Abstract: Aim Single-session apexification treatment with MTA is an alternative to the root-canal treatment of immature teeth. Since its results are far from ideal, research with MTA-derivative biomaterials continues; however, the number of studies is limited as of yet. This study aimed to compare the fragilities of in vitro-simulated immature teeth in single-session apexification with MTA and newly-developed calcium-silicate-based MTA derivatives.
Materials and methods Two hundred seventy human permanent upper incisors were randomly divided into study (n = 180), positive control (Ca (OH)2) (n = 45), and negative control (NC-intact) (n = 45) groups. The study groups used ProRoot MTA (MTA-PR), MM-MTA, NeoMTA-Plus, and Biodentine (BD). Two-week, two-month, and one-year follow-ups data were recorded.
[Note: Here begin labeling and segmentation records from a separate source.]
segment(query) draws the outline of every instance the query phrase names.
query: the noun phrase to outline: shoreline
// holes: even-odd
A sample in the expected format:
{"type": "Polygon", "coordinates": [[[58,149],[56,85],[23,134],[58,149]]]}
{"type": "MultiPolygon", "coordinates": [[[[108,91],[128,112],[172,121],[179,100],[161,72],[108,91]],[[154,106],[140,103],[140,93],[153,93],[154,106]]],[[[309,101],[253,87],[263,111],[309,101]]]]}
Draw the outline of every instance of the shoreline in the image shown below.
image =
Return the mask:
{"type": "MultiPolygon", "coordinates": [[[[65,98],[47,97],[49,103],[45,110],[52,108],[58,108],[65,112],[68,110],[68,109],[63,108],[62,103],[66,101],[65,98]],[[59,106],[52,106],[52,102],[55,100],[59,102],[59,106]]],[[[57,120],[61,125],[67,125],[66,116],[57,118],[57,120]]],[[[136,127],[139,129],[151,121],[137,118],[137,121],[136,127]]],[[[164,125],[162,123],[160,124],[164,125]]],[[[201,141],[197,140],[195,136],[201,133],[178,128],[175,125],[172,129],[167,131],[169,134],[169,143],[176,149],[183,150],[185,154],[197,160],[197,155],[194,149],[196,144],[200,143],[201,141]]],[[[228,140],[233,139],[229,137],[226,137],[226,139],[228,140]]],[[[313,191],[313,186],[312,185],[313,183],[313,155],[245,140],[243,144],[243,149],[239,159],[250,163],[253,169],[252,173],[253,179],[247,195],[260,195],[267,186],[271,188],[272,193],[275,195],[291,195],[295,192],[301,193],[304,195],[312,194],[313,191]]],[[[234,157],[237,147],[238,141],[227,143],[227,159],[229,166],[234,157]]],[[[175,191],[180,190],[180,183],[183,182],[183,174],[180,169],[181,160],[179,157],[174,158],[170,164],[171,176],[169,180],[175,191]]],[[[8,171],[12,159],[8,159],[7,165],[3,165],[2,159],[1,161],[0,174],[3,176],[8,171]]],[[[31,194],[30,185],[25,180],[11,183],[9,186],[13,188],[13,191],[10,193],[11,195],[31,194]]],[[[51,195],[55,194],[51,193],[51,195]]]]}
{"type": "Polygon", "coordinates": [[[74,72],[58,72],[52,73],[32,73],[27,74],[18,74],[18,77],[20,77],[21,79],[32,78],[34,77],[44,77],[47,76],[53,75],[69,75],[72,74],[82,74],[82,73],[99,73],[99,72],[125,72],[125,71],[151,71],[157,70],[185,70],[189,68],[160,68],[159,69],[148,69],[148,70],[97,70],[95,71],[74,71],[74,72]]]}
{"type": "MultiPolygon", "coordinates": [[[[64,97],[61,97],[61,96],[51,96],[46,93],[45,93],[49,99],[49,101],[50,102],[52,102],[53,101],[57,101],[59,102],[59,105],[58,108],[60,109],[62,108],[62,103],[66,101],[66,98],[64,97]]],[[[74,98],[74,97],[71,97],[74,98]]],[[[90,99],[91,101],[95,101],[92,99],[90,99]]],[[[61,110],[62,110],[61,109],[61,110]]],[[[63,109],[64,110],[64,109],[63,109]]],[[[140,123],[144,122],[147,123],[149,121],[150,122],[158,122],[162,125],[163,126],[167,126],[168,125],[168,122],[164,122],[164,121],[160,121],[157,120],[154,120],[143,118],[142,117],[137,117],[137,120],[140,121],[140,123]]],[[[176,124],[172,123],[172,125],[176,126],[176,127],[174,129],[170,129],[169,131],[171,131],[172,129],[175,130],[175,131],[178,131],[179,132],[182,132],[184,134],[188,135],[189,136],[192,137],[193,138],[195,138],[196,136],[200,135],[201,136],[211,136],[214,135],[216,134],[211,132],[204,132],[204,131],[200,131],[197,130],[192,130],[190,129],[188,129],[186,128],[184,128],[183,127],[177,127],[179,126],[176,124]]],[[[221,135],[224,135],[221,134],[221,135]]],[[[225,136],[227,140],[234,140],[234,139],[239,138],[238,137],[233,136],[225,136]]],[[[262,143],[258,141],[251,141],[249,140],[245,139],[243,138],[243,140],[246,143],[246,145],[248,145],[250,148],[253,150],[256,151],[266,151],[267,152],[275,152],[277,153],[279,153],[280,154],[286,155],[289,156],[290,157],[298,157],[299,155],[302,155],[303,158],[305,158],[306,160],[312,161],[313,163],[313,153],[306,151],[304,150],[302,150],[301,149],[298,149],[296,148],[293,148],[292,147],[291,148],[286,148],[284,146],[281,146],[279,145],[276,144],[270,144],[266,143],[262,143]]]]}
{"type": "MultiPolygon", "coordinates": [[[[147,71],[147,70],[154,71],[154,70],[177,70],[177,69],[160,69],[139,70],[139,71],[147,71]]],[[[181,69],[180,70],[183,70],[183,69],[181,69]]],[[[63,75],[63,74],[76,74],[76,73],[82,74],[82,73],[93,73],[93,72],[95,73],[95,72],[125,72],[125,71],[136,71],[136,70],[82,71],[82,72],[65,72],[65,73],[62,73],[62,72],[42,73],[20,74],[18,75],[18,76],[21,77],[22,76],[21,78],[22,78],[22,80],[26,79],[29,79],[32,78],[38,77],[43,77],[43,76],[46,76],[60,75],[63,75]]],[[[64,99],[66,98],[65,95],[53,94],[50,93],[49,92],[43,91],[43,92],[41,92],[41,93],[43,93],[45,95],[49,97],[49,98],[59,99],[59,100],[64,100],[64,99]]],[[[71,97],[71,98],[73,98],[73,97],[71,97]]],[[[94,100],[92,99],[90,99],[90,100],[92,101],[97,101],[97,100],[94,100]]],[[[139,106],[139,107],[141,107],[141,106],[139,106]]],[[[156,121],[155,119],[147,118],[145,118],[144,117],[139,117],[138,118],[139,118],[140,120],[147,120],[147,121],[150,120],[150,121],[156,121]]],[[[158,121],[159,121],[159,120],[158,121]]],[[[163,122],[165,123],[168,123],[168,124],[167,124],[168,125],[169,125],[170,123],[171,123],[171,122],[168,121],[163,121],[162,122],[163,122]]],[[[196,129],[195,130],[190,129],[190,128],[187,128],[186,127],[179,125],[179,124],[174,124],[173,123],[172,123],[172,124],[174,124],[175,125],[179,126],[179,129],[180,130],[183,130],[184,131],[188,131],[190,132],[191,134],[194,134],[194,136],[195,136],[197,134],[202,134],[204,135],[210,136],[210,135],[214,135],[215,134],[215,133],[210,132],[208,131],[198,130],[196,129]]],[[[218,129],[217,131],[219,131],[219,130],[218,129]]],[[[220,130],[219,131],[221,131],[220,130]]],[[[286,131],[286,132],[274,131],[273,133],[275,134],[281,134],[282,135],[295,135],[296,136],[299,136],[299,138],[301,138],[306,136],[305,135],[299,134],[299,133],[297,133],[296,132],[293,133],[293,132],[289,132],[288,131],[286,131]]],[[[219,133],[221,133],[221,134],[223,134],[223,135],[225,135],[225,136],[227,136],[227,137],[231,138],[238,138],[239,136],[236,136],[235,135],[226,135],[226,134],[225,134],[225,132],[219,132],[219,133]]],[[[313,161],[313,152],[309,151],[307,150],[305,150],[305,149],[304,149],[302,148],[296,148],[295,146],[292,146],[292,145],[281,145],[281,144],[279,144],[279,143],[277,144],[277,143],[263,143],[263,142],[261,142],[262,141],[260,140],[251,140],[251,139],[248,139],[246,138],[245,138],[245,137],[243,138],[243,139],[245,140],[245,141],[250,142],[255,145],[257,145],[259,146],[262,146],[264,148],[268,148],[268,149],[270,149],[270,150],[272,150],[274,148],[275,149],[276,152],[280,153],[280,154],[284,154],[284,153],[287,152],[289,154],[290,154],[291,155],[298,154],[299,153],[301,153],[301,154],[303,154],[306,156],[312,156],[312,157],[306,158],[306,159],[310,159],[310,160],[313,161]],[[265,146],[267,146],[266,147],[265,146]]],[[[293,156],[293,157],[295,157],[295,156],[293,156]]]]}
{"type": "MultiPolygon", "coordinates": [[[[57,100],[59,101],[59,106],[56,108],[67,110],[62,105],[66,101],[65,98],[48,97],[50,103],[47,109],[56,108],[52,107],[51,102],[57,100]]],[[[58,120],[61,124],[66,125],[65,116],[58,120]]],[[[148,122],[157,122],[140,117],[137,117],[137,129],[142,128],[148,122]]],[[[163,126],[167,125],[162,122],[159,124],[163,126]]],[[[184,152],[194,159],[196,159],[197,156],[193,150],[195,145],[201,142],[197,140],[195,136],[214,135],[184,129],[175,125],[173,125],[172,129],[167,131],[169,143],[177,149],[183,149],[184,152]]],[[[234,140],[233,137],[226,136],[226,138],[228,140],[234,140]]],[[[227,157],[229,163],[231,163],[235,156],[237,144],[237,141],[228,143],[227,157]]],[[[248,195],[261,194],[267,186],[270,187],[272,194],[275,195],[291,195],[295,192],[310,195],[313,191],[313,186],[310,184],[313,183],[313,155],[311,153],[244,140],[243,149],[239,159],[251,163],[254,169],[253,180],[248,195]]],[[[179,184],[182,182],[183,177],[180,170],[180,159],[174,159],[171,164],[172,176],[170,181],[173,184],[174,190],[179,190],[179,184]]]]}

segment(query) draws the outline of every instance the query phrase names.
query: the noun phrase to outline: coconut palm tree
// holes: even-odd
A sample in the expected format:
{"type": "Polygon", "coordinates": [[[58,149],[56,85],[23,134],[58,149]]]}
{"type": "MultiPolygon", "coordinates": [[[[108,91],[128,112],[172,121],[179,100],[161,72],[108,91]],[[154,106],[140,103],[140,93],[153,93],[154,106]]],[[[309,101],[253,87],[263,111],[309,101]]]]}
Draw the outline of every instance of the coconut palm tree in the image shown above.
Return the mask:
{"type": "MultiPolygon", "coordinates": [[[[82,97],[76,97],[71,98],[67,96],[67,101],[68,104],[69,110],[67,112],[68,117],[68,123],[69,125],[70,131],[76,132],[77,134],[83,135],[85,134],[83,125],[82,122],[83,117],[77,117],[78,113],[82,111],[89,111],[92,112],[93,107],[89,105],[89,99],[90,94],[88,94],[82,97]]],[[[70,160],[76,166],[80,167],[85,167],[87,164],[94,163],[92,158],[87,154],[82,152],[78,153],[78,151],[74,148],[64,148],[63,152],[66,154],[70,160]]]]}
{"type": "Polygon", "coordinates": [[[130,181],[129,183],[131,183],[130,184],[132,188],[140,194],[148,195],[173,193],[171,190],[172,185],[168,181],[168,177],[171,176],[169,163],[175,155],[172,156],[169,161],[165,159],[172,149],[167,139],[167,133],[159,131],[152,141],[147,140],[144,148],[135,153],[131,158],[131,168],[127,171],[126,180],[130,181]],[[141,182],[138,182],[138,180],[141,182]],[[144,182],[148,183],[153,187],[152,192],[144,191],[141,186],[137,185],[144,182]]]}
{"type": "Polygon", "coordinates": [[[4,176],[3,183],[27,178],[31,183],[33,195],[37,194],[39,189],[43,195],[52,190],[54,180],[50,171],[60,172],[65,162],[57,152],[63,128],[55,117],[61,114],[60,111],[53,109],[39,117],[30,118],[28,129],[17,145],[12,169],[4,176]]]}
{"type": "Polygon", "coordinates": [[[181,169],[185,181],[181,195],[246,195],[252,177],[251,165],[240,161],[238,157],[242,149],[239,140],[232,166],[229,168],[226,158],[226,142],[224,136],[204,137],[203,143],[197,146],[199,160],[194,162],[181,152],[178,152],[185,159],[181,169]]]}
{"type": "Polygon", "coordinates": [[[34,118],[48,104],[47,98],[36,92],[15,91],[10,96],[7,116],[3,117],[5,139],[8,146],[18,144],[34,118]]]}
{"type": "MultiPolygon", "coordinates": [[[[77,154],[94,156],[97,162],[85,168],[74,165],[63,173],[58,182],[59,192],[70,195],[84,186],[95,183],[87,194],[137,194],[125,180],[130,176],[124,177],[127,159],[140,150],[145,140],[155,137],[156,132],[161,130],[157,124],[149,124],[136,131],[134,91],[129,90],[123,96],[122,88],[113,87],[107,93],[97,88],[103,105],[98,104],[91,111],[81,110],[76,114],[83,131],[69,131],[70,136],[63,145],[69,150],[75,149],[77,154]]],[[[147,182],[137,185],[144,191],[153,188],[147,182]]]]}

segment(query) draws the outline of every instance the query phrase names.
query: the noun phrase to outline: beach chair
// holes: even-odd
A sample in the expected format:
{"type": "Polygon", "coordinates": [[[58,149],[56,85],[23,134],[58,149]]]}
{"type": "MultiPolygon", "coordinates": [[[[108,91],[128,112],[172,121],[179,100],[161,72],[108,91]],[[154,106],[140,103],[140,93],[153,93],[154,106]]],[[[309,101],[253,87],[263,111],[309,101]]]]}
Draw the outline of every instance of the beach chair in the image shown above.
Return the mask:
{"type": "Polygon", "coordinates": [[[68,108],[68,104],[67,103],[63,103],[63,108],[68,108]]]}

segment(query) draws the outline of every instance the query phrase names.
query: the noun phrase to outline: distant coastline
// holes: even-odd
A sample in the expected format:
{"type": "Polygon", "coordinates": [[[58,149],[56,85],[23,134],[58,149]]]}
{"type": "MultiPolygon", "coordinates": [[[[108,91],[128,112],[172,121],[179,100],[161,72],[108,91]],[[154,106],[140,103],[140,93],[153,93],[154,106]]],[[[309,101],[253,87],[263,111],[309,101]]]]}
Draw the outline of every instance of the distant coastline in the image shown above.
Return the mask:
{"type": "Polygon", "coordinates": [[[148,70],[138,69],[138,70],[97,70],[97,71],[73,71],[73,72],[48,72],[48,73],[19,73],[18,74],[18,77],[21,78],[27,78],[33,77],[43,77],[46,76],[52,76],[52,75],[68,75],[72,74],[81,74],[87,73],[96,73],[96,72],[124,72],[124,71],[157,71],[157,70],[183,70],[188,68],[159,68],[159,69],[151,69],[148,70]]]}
A fracture resistance (FR) test was performed at the end of each period. The results of the biomaterials at the different follow-up timepoints were statistically analysed and compared.
Results The two-week FR medians were significantly lower in MM-MTA, NEO, MTA-PR, and Ca (OH)2 groups (p<0.001, p<0.001, p=0.003, and p<0.001. respectively), compared to NC. The two-month FR medians were significantly lower in BD, MM-MTA, NEO, MTA-PR, and Ca (OH)2, (p=0.005, p<0.001, p<0.001, p<0.001, and p<0.001, respectively) compared to NC. The one-year FR medians were significantly lower in the BD, MM-MTA, NEO, MTA-PR, and Ca (OH)2 groups (p=0.002, p<0.001, p<0.001, p<0.001, and p<0.001, respectively) compared to NC. For all groups, FR at the one-year mark was significantly lower compared to the two-week and two-month marks (p<0.001, p<0.001). Statistics: All groups were compared with each other regarding fracture resistance at two weeks, two months, and one year. Also, for each group follow-up data on fracture resistance were compared.
Conclusions Since FR was significantly higher at the two-week and the two-month mark compared to the one-year mark for each material, filling the root canal completely with biomaterials used in our study leads to tooth denaturation over time, with effects like Ca (OH)2.